Schneeberger zeigen Widerstand gegen NPD-Fremdenfeindlichkeit

Die sächsische Stadt Schneeberg wehrt sich gegen fremdenfeindliche Töne in der Flüchtlings- und Asyldebatte.

Schneeberger zeigen Widerstand gegen NPD-Fremdenfeindlichkeit
Hendrik Schmidt Schneeberger zeigen Widerstand gegen NPD-Fremdenfeindlichkeit

Am Samstagabend versammelten sich mehr als 2000 Menschen in der Erzgebirgsstadt, um ein Zeichen gegen Rechts zu setzen. Zu einer von einem Rechtsextremisten angemeldete Kundgebung auf dem Schneeberger Marktplatz kamen 1500 Menschen.
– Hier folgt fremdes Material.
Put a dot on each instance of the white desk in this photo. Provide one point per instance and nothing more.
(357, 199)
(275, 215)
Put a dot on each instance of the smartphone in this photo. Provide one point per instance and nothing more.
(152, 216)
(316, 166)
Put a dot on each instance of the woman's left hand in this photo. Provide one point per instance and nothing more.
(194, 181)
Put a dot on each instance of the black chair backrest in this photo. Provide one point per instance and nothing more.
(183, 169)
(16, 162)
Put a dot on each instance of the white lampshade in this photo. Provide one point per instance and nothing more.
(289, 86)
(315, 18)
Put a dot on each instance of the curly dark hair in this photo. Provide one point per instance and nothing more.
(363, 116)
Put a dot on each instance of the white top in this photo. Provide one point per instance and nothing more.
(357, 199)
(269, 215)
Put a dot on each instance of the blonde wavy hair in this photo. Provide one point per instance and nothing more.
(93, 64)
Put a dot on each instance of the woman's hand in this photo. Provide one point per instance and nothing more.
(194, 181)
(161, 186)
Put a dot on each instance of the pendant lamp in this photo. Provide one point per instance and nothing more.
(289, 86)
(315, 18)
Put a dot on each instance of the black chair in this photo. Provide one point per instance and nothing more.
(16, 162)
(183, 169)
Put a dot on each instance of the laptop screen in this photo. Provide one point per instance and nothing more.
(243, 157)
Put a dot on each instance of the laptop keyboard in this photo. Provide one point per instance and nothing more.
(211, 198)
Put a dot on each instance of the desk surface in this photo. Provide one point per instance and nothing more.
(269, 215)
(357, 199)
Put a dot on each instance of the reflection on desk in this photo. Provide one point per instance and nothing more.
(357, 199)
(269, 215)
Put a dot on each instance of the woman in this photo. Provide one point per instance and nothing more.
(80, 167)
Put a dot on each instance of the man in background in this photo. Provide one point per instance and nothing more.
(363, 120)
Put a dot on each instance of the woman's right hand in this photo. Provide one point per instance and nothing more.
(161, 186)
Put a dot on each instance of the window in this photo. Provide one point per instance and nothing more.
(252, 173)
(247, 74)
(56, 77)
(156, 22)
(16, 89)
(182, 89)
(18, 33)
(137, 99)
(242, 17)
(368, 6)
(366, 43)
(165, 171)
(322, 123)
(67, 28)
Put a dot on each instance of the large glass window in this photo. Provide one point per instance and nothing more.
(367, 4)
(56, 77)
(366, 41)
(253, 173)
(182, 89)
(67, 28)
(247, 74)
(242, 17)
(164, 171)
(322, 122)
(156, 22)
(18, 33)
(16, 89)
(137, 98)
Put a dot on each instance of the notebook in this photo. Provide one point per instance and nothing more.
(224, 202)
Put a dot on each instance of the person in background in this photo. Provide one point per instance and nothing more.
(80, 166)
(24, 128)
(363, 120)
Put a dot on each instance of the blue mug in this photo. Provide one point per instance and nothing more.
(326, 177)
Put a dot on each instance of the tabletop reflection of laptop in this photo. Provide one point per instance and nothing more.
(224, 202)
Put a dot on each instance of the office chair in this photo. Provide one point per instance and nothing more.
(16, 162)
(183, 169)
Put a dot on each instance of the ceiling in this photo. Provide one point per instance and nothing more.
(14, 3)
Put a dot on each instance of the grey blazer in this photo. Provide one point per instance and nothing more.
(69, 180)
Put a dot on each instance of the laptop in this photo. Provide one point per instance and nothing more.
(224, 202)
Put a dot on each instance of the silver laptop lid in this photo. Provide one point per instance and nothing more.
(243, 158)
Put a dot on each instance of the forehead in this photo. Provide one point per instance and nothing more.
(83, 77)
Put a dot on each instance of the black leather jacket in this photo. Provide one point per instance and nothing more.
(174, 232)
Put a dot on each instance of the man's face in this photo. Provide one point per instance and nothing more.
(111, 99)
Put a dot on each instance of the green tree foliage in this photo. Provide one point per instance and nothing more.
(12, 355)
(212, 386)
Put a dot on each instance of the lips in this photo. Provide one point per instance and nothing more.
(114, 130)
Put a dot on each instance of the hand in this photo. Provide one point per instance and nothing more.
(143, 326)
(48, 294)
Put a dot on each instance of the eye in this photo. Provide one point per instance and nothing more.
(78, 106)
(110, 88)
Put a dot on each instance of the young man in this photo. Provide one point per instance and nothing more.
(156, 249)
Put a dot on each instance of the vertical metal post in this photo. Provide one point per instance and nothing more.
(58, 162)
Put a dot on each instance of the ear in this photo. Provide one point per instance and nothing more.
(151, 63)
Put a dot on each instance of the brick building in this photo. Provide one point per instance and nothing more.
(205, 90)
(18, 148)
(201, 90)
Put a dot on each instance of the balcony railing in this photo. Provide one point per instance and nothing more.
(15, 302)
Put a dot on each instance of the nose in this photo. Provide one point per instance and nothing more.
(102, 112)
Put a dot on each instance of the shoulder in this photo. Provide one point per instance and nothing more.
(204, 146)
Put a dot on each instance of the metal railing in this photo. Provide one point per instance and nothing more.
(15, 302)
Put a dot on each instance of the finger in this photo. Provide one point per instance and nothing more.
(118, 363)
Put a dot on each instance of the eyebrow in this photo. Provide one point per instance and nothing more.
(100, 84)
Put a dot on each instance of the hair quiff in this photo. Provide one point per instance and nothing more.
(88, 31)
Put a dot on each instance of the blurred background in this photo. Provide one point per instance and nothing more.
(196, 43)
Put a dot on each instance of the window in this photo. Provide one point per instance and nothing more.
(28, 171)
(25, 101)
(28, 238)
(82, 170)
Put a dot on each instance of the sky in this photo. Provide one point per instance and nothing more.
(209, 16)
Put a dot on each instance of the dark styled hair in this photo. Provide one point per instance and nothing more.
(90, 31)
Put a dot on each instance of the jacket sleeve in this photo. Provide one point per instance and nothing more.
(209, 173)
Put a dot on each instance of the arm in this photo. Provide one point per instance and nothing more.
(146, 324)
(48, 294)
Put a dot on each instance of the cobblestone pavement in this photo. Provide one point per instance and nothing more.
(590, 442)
In den vergangenen Wochen hatte es in Schneeberg unter der Regie der rechtsextremen NPD mehrere Demonstrationen gegen ein Asylbewerberheim gegeben. Aus Protest gegen eine Vereinnahmung der Stadt durch Rechte rief deshalb eine Initiative «Schneeberg für Menschlichkeit» zum Widerstand auf und Gegenkundgebungen auf. Auch Sachsens Innenminister Markus Ulbig (CDU) reiste nach Schneeberg und warnte vor der NPD. Die Polizei war mit 950 Beamten aus Sachsen, Niedersachsen und Baden-Württemberg vor Ort. Dennoch kam es am Rande der Demonstrationen zu Rangeleien.

In der 14 000-Einwohner-Gemeinde war im August eine frühere Bundeswehrkaserne als Außenstelle der zentralen Erstaufnahme von Asylbewerbern in Sachsen hergerichtet worden. Ein vermehrter Flüchtlingsstrom hatte zuvor die Zentrale in Chemnitz überfordert, so dass Betroffene wochenlang in Zelten und Containern hausen mussten. In Sachsen leben derzeit etwa 5000 Asylbewerber, der Ausländeranteil lag Anfang dieses Jahres bei 2,2 Prozent.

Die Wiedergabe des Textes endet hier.